[英]Pandas groupby - apply different functions to half the records in each group
I have something like the following dataframe, where I have non-unique combinations of street address ranges and street names. 我有类似下面的数据框,我有街道地址范围和街道名称的非唯一组合。
import pandas as pd
df=pd.DataFrame()
df['BlockRange']=['100-150','100-150','100-150','100-150','200-300','200-300','300-400','300-400','300-400']
df['Street']=['Main','Main','Main','Main','Spruce','Spruce','2nd','2nd','2nd']
df
BlockRange Street
0 100-150 Main
1 100-150 Main
2 100-150 Main
3 100-150 Main
4 200-300 Spruce
5 200-300 Spruce
6 300-400 2nd
7 300-400 2nd
8 300-400 2nd
Within each of the 3 'groups' - (100-150, Main), (200-300, Spruce), and (300-400, 2nd) - I want half of the records in each group to get a block number equal to the midpoint of the block range and half of the records to get a block number equal to the midpoint of the block range plus 1 (as to put it on the other side of the street). 在每个3'组' - (100-150,Main),(200-300,Spruce)和(300-400,2nd)中 - 我希望每组中的一半记录得到一个等于块范围的中点和一半的记录使得块编号等于块范围的中点加1(将其放在街道的另一侧)。
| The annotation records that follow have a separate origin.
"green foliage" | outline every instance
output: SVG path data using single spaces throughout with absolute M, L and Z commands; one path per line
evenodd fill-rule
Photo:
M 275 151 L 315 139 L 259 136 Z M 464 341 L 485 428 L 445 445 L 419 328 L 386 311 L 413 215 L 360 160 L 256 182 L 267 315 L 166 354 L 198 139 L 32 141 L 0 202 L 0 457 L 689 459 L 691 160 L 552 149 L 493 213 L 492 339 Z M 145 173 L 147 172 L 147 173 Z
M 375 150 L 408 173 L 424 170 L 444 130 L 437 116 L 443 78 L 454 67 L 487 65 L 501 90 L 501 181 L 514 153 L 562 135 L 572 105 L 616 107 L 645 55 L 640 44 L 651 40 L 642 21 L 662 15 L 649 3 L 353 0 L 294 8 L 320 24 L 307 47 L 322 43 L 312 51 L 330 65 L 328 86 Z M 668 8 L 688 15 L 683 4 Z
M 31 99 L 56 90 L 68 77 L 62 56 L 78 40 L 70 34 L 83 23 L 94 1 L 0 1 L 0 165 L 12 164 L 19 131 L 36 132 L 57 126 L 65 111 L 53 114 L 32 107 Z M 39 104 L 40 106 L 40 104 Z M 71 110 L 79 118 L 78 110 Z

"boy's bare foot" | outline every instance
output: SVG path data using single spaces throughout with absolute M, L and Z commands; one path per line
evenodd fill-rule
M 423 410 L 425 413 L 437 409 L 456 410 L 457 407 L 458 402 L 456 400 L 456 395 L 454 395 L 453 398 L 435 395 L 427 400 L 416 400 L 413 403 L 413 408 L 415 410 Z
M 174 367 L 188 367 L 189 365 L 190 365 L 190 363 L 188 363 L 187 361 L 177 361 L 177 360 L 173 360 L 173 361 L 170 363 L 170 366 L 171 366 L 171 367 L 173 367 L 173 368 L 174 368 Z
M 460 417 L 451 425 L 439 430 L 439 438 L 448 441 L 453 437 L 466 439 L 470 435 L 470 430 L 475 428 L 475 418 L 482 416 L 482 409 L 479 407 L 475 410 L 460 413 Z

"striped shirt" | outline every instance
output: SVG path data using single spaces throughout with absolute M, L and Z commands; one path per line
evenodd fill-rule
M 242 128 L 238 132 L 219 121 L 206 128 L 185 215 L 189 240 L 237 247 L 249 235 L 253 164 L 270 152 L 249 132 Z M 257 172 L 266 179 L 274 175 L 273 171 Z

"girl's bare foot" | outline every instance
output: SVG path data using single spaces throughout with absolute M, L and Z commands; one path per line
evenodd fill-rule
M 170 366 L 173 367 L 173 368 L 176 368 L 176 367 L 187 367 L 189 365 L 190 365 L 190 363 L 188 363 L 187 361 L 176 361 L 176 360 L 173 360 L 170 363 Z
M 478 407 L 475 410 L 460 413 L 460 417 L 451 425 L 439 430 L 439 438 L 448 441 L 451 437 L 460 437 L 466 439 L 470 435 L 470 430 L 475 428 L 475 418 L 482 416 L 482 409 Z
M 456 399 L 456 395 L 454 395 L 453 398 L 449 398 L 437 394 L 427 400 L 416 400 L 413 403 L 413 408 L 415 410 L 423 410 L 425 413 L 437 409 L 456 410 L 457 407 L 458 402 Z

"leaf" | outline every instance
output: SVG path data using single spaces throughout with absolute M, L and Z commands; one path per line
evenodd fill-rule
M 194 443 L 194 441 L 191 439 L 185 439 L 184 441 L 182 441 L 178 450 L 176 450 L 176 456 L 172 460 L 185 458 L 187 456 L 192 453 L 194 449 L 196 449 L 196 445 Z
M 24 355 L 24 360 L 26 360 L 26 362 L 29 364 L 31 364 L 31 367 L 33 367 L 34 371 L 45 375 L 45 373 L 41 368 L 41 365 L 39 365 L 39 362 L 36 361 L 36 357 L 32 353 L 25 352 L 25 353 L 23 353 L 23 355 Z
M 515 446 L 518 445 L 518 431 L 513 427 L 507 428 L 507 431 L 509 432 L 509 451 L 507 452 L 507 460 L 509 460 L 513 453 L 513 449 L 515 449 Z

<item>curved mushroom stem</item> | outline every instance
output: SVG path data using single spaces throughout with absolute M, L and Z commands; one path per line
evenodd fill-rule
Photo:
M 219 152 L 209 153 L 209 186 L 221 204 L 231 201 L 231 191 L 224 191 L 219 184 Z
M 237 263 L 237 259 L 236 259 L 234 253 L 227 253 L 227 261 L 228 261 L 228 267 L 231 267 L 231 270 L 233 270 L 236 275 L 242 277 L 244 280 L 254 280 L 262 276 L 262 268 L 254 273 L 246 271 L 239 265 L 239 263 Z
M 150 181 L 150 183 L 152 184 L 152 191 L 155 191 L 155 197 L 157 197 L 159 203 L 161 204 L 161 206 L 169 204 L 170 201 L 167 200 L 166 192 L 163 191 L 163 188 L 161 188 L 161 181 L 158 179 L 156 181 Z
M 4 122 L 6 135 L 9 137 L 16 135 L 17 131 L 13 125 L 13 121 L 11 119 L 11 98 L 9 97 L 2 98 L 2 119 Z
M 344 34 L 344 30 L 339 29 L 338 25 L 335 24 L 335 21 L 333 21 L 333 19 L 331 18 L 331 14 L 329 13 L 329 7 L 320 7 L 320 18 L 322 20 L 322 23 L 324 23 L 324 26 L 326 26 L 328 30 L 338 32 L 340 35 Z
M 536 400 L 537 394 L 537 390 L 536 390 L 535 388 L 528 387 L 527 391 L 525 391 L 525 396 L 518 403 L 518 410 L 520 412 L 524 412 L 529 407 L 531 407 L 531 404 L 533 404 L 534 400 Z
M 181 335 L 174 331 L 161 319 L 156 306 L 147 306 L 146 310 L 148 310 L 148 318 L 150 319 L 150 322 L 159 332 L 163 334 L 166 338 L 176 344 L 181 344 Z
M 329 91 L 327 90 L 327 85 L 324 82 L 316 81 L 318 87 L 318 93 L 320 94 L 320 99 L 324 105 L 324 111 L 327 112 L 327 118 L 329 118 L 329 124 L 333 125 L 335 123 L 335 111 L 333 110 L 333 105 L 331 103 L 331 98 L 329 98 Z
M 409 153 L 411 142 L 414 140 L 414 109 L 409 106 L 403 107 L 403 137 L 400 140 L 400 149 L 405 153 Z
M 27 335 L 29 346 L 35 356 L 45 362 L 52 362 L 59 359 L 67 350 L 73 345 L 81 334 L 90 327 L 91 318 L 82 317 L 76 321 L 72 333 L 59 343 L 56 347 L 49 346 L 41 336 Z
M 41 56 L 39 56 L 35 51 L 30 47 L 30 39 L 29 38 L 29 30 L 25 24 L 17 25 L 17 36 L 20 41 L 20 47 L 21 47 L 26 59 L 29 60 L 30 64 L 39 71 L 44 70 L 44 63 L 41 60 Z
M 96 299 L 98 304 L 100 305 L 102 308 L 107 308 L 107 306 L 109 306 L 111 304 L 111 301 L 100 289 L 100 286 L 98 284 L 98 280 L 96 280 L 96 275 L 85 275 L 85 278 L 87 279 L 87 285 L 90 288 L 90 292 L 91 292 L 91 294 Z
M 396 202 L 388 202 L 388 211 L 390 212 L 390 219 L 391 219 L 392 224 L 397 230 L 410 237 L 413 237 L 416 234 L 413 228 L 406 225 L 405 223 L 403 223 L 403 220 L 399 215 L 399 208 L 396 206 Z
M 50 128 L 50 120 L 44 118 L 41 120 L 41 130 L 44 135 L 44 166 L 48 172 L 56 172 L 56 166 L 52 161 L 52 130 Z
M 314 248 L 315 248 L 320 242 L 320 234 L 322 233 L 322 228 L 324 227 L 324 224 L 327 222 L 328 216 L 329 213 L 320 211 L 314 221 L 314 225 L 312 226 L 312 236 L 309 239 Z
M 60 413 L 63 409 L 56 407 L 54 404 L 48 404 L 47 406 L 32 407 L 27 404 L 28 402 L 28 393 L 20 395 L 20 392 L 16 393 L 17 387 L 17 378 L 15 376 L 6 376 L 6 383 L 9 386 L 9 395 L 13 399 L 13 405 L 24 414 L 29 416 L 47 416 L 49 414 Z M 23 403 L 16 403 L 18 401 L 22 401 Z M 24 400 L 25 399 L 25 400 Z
I know this should be able to be done using groupby transform, but I can't figure out how to do so (I'm having trouble applying a function to the groupby key, 'BlockRange'). 我知道这应该可以使用groupby转换来完成,但我无法弄清楚如何这样做(我在将函数应用于groupby键时遇到了麻烦,'BlockRange')。
I'm able to get the result I'm looking for only by looping through each unique group, which will take a while when run on my full dataset. 我只能通过循环遍历每个唯一的组来获得我正在寻找的结果,这将在我的完整数据集上运行时需要一段时间。 See below for my current solution and the end result I'm looking for:
请参阅下面的我当前的解决方案和我正在寻找的最终结果:
groups=df.groupby(['BlockRange','Street'])
#Write function that calculates the mid point of the block range
def get_mid(x):
block_nums=[int(y) for y in x.split('-')]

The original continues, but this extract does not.